Momo and Felix feel—and I'm with them—that you need to be completely honest with this guy, even if it means the relationship could end. But it might not end, DTBA. He might have a disclosure of his own to make—he could have herpes, too—or the relationship could end for other reasons. You've been dating this guy for only a few months, and he could decide to end things for reasons that have nothing to do with the disclosure you're about to make and/or your failure to make it sooner. Or you might learn something about him down the road that's a dealbreaker.

So how do you broach this? "She obviously cares about this person," write Momo and Felix. "She made a mistake and she wants to make it right. DTBA needs to acknowledge her actions (opting for non-disclosure) and their impact (putting her partner at risk without his informed consent). DTBA's partner may very likely feel betrayed or deceived. He might want to end the relationship, and his feelings would be valid. Unfortunately, all that DTBA can do is acknowledge her mistake, make herself vulnerable and accept his reaction."
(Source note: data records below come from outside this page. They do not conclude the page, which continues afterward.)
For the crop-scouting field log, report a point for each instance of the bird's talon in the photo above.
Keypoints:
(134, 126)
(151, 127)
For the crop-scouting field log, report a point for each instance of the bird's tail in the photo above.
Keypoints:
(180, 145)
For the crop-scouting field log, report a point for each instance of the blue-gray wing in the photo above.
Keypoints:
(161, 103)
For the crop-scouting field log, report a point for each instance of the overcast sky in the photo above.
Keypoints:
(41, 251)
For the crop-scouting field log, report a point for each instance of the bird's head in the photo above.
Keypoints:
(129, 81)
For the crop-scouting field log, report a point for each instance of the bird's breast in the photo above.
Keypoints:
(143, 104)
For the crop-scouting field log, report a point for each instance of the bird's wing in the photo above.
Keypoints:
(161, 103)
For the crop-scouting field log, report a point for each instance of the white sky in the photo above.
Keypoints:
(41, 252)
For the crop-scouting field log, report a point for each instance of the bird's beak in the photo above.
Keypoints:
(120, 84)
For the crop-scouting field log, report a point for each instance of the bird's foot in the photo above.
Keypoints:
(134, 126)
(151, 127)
Q I'm a 24-year-old bisexual female, and the new person I'm dating just disclosed their HSV-2 status. I really like them and was all set to get intimate with them. But their disclosure made me change my mind. They are understanding but sad. I feel terrible about it! They did the right, honest thing, and now they're getting punished for it. Have I perpetuated the stigma of having herpes because I'm scared of ending up in the "life is harder now" group? —Help A Reluctant Miss

A I shared your letter with Momo and Felix, HARM, and they wanted to respond to you individually. But first: Herpes is caused by two different viruses, HSV-1 and HSV-2. HSV-1 is commonly called "oral herpes" and HSV-2 is called "genital herpes," even though both are transmitted in similar ways—vaginal, anal and oral sex, as well as skin-to-skin contact—and both can cause sores on the mouth or genitals. Herpes is common: Some studies have found that more than two out of every three people have it. But most people who have herpes don't know they do—which means that you could already have herpes yourself, HARM.

"It's HARM's right to choose not to sleep with anyone for any reason," says Momo. "But I do think that she's perpetuating the stigma by rejecting someone just because they have HSV. I totally understand her concerns, and I had the same concerns before deciding to be intimate with Felix. But after doing my research and contemplating, I decided that I'd rather contract HSV than feed into the stigma. I don't expect everyone to share the same feelings as me, but that was my choice. Plus, if she walks away from this person and keeps dating, there's a good chance that a future partner might have HSV and not know it. So is she really taking less risk by not dating them?"

"Is HARM perpetuating the stigma against HSV? A bit," says Feliex. "But I think her feelings are super-understandable. It's important for people to educate themselves and take action toward dismantling the stigma, but to potentially take on the burden of living with the stigma is a huge leap. I don't know if being concerned about becoming a victim of the stigma is the same as perpetuating it. But while HARM fears that contracting HSV will limit her dating life in the future, if she walks away from a relationship with potential, then her feelings have already limited her dating life."